A couple of years ago when the popular fantasy writer Neil Gaiman was on a Radio 4 comedy show and had to select and argue for a topic worthy of a place in a virtual museum, he chose perhaps the most important but arcane subject in entomology, “Bee Space”. If you love bees, without an understanding of Bee Space, you can not understand how a modern beehive is structured or why, broadly, it functions.
We know that people have been eating honey for as long as we’ve been a distinct species, but at some point, about 8,000 years ago, we moved from reliance on foraging to keeping bees in artificial hives of our own design. This was quite a step. These constructions were made out of wood, or mud, or straw, or both mud and straw and mimicked the normal pied-a-terre that bees, as obligate cavity dwellers, normally sought out for themselves. For the rest of our 8,000 years as beekeepers, we gained surprising understanding of their a bee’s needs. But, we missed something earth-shattering. Tended bees provided a guaranteed source of irreplaceable honey and wax. However, and sadly, in order to get at this bounty, there was only one solution. We had to destroy our beloved bee’s hives by completely disassembling them. This was of course wasteful and cruel.

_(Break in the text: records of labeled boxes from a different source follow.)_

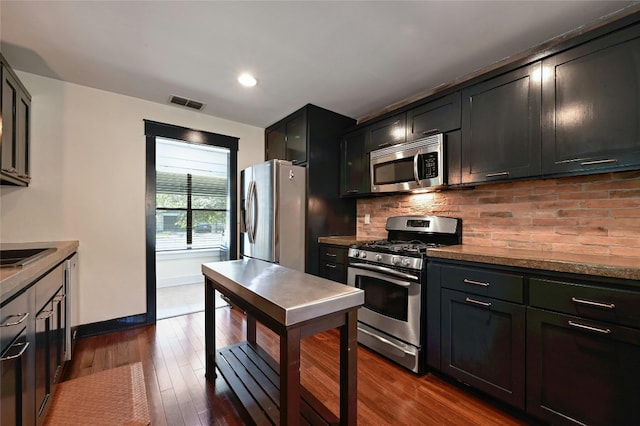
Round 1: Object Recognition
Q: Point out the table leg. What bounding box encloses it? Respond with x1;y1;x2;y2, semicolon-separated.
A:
280;327;301;425
204;278;216;382
340;309;358;425
246;312;257;346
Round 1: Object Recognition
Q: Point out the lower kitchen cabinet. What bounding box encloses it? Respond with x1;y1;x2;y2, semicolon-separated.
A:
527;308;640;425
35;264;65;424
319;244;349;284
441;289;525;409
427;259;640;425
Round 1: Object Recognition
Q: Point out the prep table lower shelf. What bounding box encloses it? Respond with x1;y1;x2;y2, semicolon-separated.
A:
216;342;340;425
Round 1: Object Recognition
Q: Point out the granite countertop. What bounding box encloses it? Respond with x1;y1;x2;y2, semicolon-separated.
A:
0;241;79;303
202;258;364;326
427;244;640;280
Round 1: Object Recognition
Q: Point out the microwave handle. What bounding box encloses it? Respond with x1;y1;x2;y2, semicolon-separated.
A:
413;152;421;185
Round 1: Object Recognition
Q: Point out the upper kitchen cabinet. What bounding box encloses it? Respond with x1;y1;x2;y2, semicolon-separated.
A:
366;113;407;152
340;129;371;197
407;92;460;141
0;54;31;186
265;108;307;164
461;62;541;183
542;21;640;174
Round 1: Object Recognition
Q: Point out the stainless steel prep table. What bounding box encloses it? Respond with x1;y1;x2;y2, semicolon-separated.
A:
202;259;364;425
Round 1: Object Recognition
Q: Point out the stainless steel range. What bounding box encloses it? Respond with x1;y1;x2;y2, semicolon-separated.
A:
347;216;462;373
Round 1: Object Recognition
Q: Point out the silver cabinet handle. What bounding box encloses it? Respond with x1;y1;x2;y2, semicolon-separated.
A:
464;297;491;308
36;309;54;321
462;278;490;287
485;172;509;177
0;312;29;327
0;342;29;361
580;158;618;166
567;321;611;334
571;297;616;309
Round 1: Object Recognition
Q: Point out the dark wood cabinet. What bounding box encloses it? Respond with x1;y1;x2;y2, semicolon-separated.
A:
0;55;31;186
542;25;640;174
340;129;371;197
462;62;541;183
35;265;66;424
265;109;308;164
0;289;35;426
440;266;526;409
365;113;407;152
527;308;640;425
426;259;640;425
527;278;640;425
320;244;349;284
407;92;460;141
265;104;356;275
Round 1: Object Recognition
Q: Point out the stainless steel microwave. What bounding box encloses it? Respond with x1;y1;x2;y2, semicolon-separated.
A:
370;133;447;192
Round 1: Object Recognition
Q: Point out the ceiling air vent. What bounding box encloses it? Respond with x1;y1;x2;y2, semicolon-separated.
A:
169;95;204;111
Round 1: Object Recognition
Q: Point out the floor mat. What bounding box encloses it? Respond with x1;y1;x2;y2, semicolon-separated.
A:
45;362;151;426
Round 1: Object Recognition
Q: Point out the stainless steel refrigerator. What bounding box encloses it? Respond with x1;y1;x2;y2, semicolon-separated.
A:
240;160;306;272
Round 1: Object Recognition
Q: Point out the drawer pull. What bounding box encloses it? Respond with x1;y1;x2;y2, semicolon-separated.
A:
567;321;611;334
464;297;491;308
580;158;618;166
0;312;29;327
462;278;489;287
0;342;29;361
571;297;616;309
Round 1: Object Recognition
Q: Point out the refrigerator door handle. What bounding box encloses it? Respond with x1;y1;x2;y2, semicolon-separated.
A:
244;180;256;244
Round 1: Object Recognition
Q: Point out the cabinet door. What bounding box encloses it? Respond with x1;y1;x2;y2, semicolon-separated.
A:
285;110;307;164
542;25;640;173
264;123;286;160
527;308;640;425
462;63;541;183
441;289;525;409
340;130;371;196
366;113;407;152
2;68;20;177
407;92;460;141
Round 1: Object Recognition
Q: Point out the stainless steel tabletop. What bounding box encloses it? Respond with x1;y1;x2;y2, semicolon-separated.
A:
202;259;364;326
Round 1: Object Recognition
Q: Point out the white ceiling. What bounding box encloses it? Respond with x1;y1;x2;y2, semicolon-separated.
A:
0;0;640;127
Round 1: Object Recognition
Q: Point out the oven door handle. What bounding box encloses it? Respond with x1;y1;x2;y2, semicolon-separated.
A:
358;327;415;355
349;263;418;287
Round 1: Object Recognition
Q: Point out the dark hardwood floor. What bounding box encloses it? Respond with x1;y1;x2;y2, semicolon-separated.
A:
65;307;526;426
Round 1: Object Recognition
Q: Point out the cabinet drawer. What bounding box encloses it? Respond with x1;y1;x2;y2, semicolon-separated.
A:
529;278;640;328
320;245;348;264
35;264;64;310
0;290;31;353
441;266;524;303
320;262;347;284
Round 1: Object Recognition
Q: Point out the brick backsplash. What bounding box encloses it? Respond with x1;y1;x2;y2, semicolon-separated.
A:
357;171;640;257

By the 1840’s several beekeepers appear to have had the same eureka moment – although the plaudit is generally attributed to an American clergyman, Lorenzo Langstroth, who popularised an innovative hive with removable frames. This eureka moment and what made the beehives of the mid-Victorian era viable, was the overdue realisation of “Bee Space”, an recognition that bees maintain a defined distance between their combs in the wild. The lightbulb moment? Well, if you think about it, a bee’s body is about 4 to 4.5mm wide, so for two of them to work side-by-side, they leave something like 8 to 9mm clear from wax construction. This results in the predictable behaviour is twofold, if that if they encounter a space too small to crawl through (<4mm) they glue it up with propolis, (a sticky tree resin that they produce), if they encounter a space larger than 9mm, well that’s construction central! It’s very simple really.
Apply the “Bee Space” observation to making a better beehive a bee hive, as Langstroth and others did, and you find that you can introduce removable frames so long you position them no more than 9mm apart (when drawn with wax). Similarly, don’t leave any holes smaller than 4mm unless you the want work of cleaning up.
Now, it turns out that Neil Gaiman is a keen beekeeper, we get everywhere, and he’s right, Bee Space is such an amazingly simple finding and yet so significant in the management of one of our most economically important livestock animals that it deserves to be displayed proudly in any museum. Now you know, go shout it from the roof tops. Size does matter! Apparently.